El triunfo de Barack Obama, en medio de una profunda crisis económica, despertó las esperanzas de todo el mundo. Hacia lo interno, se alcanzaba el imposible de un afrodescendiente en la Casa Blanca con una agenda que planteaba la superación de algunos problemas endémicos del país. En el exterior, fue un regreso al multilateralismo, abandonado por los republicanos, y la sensación de que sería un freno al intervencionismo de Estados Unidos. No fue tanto de lo uno ni de lo otro, pero significó un respiro comparado con el fundamentalismo imperialista de los neoconservadores.

Después de ocho años de gobierno demócrata y cuando se esperaba cierta continuidad, vino el caos. Donald Trump, el candidato que no quería el establishment de ningún partido, ganó las elecciones de 2016. Fue una salida por la derecha al descontento acumulado por grandes sectores de la población, lo que Trump estimuló con un mensaje demagógico a favor del chovinismo, la xenofobia y el racismo. En unas elecciones dignas de cualquier “Estado fallido”, que terminó con el asalto al Capitolio por los fanáticos trumpistas, resultó electo Joe Biden. De nuevo, dentro y fuera de las fronteras estadounidenses, el mundo respira en espera de una eficacia y racionalidad que, hasta ahora, no ha sido demostrada.

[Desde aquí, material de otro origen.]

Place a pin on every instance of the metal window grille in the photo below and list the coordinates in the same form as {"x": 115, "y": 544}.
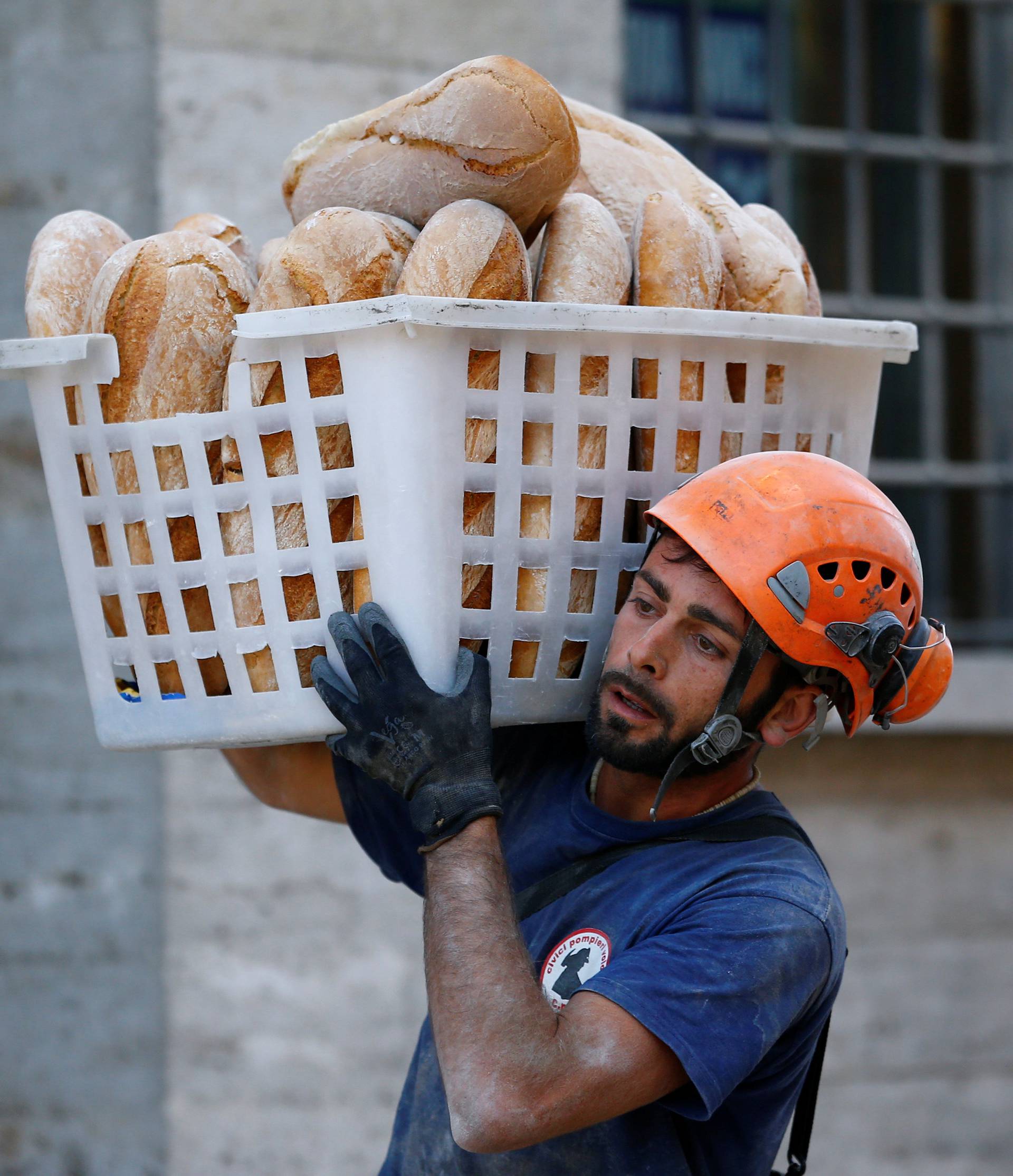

Los vaivenes de la política norteamericana pueden ser muchos y contradictorios. Por eso interesa tanto a los grupos de poder que sus candidatos alcancen la presidencia. Cada día se invierte más dinero en las elecciones o en influir en los gobiernos de turno mediante sistemas de gratificación que pueden ser ilegales en muchos países, pero que en Estados Unidos son considerados un ejercicio democrático. Esto explica que, sin importar sus diferencias, ningún presidente, desde la segunda guerra mundial, haya disminuido el presupuesto militar del país. Incluso Bill Clinton, para quien hacerlo fue una propuesta de su campaña, disminuyéndolo en determinado momento, terminó incrementándolo de manera significativa al final de su mandato.        

La economía norteamericana no depende solo de los gastos militares, es la primera del mundo en muchos renglones y domina el mercado financiero internacional, pero el complejo militar-industrial consume buena parte del presupuesto nacional, dígase el dinero de los contribuyentes, lo que complica la deuda pública y limita las inversiones en renglones básicos para el desarrollo, como la infraestructura, la educación y la salud pública. Ello ha limitado la competitividad de sus empresas y el papel de Estados Unidos en la economía neoliberal globalizada, la cual promovió cuando se creía capaz de controlarla una vez desaparecida la URSS y el sistema socialista europeo. 

Como preveía Roosevelt, el país que detenta la hegemonía es el más interesado en la estabilidad del mundo que pretende gobernar. El problema con el peso de la producción de armamentos en la estructura económica norteamericana, es que su mercado natural es la guerra o el temor a ella, por lo que no es sostenible sin el culto a la violencia y la sensación de inseguridad. Ello genera un clima ideológico tóxico que infesta la política doméstica e internacional de Estados Unidos y es fuente de constante inestabilidad.

Aunque en su larga vida nunca enfrentó los peligros de una guerra, el actor John Wayne es considerado un héroe norteamericano. Se lo debe a su imagen de gigante violento de pistola lista para ser disparada, con la que el sistema se siente representado. Este es el espejo de la decadencia estadounidense, a pesar de contar con recursos culturales y mediáticos capaces de influir en todo el mundo, muestra una política que basada en la fuerza no es generadora de hegemonía.

El mensaje: las armas pueden acabar con el mundo, pero no gobernarlo.